The study will provide new knowledge with regard to the potential for PfRH5 as a malaria vaccine and inform decisions to conduct larger field trials to evaluate efficacy. The immunological outcomes will provide data on the human antibody response, to determine if there is scope to further improve the PfRH5 immunogen in future iterations of the vaccine.

This research will benefit academics in three main areas:

a) Vaccine Developers

The proposed research will benefit scientists working in the field of malaria vaccine research. Information about the safety and quantity and quality of the immune responses induced by PfRH5 in malaria exposed infants and young children will guide further optimisation of the antigen and inform decisions to conduct larger field trials to evaluate efficacy against clinical malaria.

Data from the proposed research will be shared with the scientific community as soon as possible through presentation in scientific conferences, publication in open-access peer reviewed journals and open public domain platforms held by both the Jenner Institute and Ifakara Health Institute.

The University of Oxford has a long-standing collaboration with GSK, and together they are developing next-generation malaria vaccines including those targeting the blood-stage parasite using the PfRH5 antigen. They have recently completed the VAC057 Phase Ia clinical trial in Oxford using the ChAd63 RH5 vector funded by the European Commission MultiMalVax programme. The result of this proposed research will provide more data on the potential utility of the PfRH5 antigen as a candidate blood-stage vaccine and guide further research and development.
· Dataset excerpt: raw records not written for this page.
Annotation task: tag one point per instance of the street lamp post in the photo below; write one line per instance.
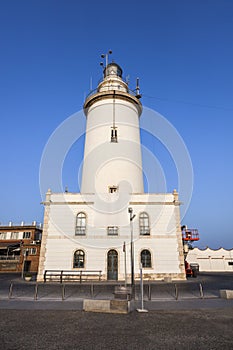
(131, 216)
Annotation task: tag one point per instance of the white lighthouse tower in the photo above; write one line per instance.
(112, 147)
(112, 226)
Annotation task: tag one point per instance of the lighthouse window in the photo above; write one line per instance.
(113, 134)
(79, 259)
(146, 258)
(112, 230)
(144, 224)
(80, 228)
(112, 189)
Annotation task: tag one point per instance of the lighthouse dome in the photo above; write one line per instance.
(112, 69)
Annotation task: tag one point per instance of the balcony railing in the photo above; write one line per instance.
(190, 235)
(110, 88)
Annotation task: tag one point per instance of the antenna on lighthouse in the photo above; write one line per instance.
(106, 57)
(138, 95)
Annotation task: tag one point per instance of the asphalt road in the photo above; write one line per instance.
(49, 323)
(61, 330)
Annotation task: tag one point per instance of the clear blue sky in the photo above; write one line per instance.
(182, 51)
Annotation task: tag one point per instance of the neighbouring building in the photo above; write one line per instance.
(112, 224)
(20, 247)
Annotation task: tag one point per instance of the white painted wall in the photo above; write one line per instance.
(211, 260)
(162, 242)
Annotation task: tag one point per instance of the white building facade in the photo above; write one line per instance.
(211, 260)
(92, 230)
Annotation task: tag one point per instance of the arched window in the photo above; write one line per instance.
(144, 226)
(79, 259)
(80, 228)
(146, 258)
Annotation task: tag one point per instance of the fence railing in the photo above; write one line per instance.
(66, 275)
(10, 257)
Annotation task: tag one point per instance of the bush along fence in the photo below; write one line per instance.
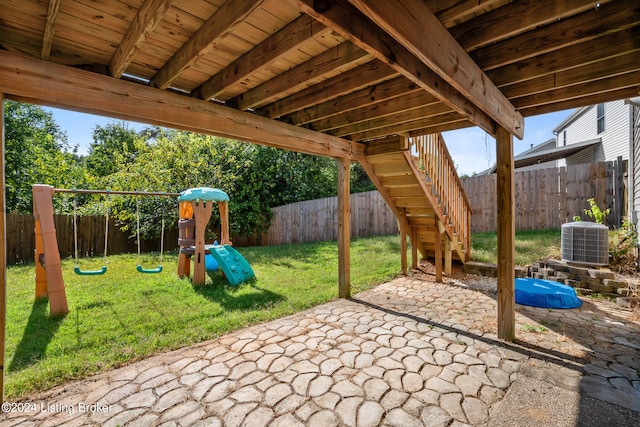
(545, 199)
(548, 198)
(315, 220)
(91, 229)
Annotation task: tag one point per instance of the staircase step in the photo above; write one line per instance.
(420, 212)
(412, 202)
(386, 158)
(409, 191)
(398, 181)
(393, 168)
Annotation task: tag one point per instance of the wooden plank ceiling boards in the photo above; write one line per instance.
(359, 70)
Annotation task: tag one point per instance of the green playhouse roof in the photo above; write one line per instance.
(203, 193)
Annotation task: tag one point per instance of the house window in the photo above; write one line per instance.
(600, 118)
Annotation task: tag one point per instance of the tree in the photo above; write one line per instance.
(36, 152)
(113, 145)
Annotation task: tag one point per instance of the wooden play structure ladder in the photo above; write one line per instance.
(418, 180)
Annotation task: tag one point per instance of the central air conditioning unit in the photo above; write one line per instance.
(585, 243)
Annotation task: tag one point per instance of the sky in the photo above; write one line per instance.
(471, 149)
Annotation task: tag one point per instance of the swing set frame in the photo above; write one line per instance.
(49, 280)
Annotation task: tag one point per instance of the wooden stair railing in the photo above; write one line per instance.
(417, 178)
(439, 168)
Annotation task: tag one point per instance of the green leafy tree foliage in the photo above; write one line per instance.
(255, 177)
(36, 152)
(360, 181)
(113, 145)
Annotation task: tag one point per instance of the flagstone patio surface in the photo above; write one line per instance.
(410, 352)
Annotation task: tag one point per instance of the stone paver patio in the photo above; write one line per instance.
(410, 352)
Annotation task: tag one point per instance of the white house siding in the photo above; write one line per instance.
(615, 138)
(588, 155)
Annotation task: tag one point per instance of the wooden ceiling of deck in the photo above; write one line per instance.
(358, 69)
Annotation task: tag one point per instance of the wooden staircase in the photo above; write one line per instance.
(418, 180)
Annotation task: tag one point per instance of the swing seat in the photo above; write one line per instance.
(90, 272)
(149, 270)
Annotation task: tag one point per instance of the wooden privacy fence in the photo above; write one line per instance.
(547, 198)
(91, 229)
(316, 220)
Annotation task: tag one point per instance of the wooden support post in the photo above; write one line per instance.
(3, 252)
(225, 237)
(448, 255)
(184, 260)
(43, 213)
(402, 225)
(202, 212)
(41, 273)
(414, 247)
(344, 228)
(438, 251)
(506, 235)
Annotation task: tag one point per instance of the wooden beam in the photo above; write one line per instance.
(452, 12)
(583, 101)
(567, 58)
(403, 226)
(220, 23)
(421, 33)
(596, 73)
(408, 126)
(354, 26)
(357, 78)
(616, 16)
(506, 235)
(516, 18)
(49, 29)
(387, 90)
(442, 127)
(146, 20)
(43, 82)
(415, 242)
(438, 250)
(577, 91)
(386, 118)
(415, 104)
(344, 229)
(3, 252)
(329, 63)
(290, 37)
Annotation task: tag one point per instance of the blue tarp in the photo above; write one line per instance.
(545, 293)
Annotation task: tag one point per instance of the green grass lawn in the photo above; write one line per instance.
(530, 246)
(123, 315)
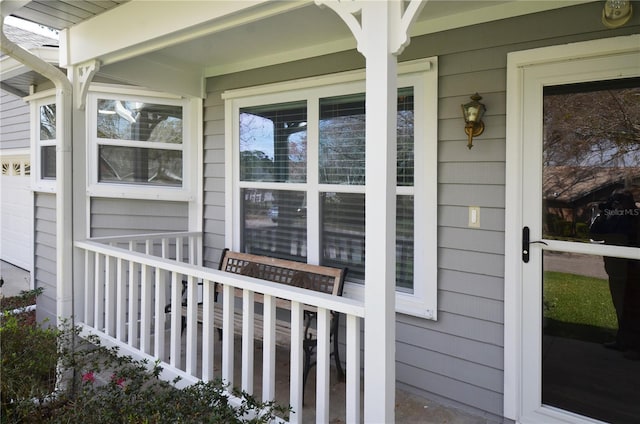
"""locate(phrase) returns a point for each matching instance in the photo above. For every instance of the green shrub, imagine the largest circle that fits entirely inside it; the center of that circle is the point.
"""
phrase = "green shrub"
(102, 387)
(29, 359)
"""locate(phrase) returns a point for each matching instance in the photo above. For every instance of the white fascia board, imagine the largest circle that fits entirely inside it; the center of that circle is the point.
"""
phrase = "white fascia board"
(164, 76)
(10, 67)
(492, 12)
(140, 26)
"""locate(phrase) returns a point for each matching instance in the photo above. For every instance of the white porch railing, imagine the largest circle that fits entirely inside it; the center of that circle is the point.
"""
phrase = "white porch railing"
(130, 280)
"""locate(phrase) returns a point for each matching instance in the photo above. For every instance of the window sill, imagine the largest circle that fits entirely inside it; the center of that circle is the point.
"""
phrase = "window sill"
(126, 191)
(406, 303)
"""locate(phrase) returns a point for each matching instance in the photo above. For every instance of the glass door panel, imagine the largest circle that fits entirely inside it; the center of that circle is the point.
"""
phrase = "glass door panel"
(590, 303)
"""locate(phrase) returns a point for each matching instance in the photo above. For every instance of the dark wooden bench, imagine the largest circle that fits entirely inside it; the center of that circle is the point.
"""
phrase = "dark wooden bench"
(312, 277)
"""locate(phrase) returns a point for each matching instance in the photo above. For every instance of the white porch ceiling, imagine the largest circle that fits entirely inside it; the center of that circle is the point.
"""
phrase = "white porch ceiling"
(252, 34)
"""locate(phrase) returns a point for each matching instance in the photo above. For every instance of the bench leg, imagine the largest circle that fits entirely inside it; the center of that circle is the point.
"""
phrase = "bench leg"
(308, 346)
(336, 357)
(335, 323)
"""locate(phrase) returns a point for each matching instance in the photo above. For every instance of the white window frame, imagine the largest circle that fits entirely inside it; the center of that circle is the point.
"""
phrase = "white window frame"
(131, 190)
(423, 76)
(47, 185)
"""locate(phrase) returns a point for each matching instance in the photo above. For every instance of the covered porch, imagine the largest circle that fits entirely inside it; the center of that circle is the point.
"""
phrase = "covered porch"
(130, 280)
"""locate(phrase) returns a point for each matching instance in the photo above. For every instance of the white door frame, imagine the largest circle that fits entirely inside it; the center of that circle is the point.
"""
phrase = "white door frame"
(528, 70)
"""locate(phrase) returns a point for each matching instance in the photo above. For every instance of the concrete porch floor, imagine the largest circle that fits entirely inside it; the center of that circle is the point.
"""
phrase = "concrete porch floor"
(410, 408)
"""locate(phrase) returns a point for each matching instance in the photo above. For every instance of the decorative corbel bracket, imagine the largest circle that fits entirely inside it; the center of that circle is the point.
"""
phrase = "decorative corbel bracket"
(82, 76)
(351, 12)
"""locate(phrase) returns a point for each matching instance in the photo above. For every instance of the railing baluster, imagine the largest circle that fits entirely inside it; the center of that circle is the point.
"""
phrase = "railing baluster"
(176, 320)
(228, 307)
(160, 301)
(353, 414)
(121, 300)
(145, 309)
(296, 362)
(110, 295)
(134, 299)
(165, 247)
(90, 286)
(98, 317)
(247, 340)
(192, 325)
(179, 250)
(322, 367)
(193, 251)
(208, 305)
(269, 349)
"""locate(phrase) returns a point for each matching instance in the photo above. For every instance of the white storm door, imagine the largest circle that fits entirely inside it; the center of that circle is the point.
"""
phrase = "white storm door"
(580, 143)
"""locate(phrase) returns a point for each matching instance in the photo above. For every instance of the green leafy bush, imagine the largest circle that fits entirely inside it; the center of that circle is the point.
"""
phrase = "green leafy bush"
(29, 359)
(99, 386)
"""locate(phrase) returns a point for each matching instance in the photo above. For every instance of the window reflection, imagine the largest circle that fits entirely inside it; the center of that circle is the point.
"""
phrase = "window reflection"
(591, 148)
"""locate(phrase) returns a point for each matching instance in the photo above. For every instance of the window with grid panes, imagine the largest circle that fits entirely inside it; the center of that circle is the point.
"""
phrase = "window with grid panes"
(300, 180)
(138, 145)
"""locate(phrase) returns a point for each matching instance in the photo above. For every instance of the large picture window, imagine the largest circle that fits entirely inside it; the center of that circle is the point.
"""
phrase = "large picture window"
(138, 145)
(299, 179)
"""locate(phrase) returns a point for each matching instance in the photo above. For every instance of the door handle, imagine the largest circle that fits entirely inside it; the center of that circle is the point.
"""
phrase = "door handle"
(526, 242)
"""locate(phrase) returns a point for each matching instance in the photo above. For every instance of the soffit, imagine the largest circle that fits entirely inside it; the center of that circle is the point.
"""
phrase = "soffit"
(277, 32)
(62, 14)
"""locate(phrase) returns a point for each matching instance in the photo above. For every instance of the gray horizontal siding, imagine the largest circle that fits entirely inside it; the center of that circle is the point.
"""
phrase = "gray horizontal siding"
(45, 255)
(14, 125)
(111, 217)
(459, 358)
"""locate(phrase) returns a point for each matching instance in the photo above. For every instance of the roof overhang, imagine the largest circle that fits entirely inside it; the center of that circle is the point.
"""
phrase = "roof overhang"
(199, 39)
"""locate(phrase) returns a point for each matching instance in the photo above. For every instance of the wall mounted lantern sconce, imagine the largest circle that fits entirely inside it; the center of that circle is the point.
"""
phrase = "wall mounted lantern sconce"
(473, 112)
(616, 13)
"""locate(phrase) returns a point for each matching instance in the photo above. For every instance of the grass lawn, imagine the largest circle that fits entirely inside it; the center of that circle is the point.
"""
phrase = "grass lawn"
(578, 307)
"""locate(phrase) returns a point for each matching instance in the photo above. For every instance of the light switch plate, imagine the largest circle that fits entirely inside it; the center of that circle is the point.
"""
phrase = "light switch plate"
(474, 216)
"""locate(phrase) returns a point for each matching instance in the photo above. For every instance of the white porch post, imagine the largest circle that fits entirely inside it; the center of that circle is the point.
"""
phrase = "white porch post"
(64, 219)
(381, 34)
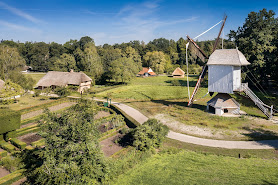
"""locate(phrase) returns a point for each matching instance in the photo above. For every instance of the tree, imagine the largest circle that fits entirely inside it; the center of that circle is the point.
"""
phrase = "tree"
(93, 62)
(149, 135)
(123, 69)
(72, 152)
(256, 40)
(10, 60)
(156, 60)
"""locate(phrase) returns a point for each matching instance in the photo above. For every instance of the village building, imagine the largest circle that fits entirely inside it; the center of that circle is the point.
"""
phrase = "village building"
(146, 71)
(178, 73)
(2, 84)
(224, 77)
(63, 79)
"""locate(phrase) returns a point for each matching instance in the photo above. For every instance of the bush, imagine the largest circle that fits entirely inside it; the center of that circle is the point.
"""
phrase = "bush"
(10, 120)
(149, 135)
(18, 143)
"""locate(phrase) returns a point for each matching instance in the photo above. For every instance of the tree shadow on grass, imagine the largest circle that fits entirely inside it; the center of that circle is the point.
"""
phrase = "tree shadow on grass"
(263, 137)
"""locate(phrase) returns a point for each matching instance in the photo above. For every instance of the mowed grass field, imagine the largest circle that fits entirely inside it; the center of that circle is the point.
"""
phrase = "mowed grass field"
(186, 167)
(153, 88)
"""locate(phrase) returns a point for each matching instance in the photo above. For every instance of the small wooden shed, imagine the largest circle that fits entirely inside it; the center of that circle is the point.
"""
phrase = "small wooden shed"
(63, 79)
(178, 73)
(223, 103)
(224, 70)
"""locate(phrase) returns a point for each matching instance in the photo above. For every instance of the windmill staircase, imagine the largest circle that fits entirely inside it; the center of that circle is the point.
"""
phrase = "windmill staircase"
(267, 110)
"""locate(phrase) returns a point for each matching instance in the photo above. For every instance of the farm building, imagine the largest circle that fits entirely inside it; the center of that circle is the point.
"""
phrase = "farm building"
(2, 84)
(224, 70)
(146, 71)
(63, 79)
(178, 73)
(223, 103)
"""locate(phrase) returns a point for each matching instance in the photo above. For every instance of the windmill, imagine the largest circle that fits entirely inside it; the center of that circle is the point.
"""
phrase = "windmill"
(224, 77)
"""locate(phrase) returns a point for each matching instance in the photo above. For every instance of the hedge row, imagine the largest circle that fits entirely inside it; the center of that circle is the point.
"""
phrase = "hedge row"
(3, 154)
(18, 143)
(44, 105)
(10, 120)
(23, 131)
(38, 143)
(12, 177)
(7, 146)
(132, 123)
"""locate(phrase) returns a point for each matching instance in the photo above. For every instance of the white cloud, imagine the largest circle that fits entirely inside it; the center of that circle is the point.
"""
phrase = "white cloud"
(19, 13)
(18, 27)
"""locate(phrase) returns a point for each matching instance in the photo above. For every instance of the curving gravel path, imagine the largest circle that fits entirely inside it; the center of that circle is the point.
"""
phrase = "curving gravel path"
(138, 116)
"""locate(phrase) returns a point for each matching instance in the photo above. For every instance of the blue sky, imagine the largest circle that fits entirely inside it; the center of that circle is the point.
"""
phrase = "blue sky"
(120, 21)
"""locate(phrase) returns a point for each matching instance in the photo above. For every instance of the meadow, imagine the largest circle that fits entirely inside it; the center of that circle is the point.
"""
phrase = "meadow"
(187, 167)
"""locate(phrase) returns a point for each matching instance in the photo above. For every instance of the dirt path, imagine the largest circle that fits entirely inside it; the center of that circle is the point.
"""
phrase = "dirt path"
(138, 116)
(53, 108)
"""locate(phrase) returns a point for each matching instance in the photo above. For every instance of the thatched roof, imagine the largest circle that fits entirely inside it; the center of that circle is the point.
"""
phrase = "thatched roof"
(2, 84)
(58, 78)
(230, 57)
(146, 70)
(178, 71)
(222, 100)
b) African Research Institution

The proposed research will increase the skill and knowledge base at Ifakara Health Institute which will increase the capability of the Institute to conduct more malaria vaccine research. Technology transfer that will happen during the research period will not only benefit malaria research but other research fields such as tuberculosis and HIV vaccine development. IHI has a Clinical Trial Facility (CTF) which conducts all phases of vaccine trials. The research team at IHI CTF plan to use the Controlled Human Malaria Infection model to investigate new drugs and vaccines against malaria including characterising vaccine-induced immune responses following immunisation. The knowledge and skills gained by the ARL candidate will enrich the team's knowledge base and facilitate clinical and immunological assessment of candidate malaria vaccines.

The ARL candidate will establish collaboration with the UK PI and other partners and this will facilitate more transfer of skills and technology and sharing platforms to conduct malaria vaccine research.

c) Global Health

Recently experts (SAGE committee) have advised the World Health Organisation to conduct a large pilot implementation program for the RTS,S candidate malaria vaccine in children aged 5-17 months in areas of moderate and high malaria transmission. This follows results of a large Phase III trial indicating potential benefit of a 4-dose vaccination regimen. Although RTS,S represents an important milestone in malaria vaccine development, inclusion of an effective blood-stage component is essential to improve efficacy and prolong protective efficacy.

PfRH5 is a new generation blood-stage candidate malaria vaccine antigen which, unlike other merozoite antigens, is highly conserved across parasite lines resulting to strain-transcending neutralising antibodies following immunisation. Although the current proposed research may not lead directly to the vaccine which can be used by the population, it will generate important data to inform further development of the this candidate antigen and allow decisions on whether to progress to larger (Phase IIb and III) field trials. An effective blood-stage malaria vaccine will be an important component in a multi-stage malaria vaccine to prevent malaria infection, disease and transmission. Therefore the ultimate impact of this research is to contribute towards efforts to improve the health and quality of life worldwide and especially in sub-Saharan Africa where more than 90% of the malaria deaths occur.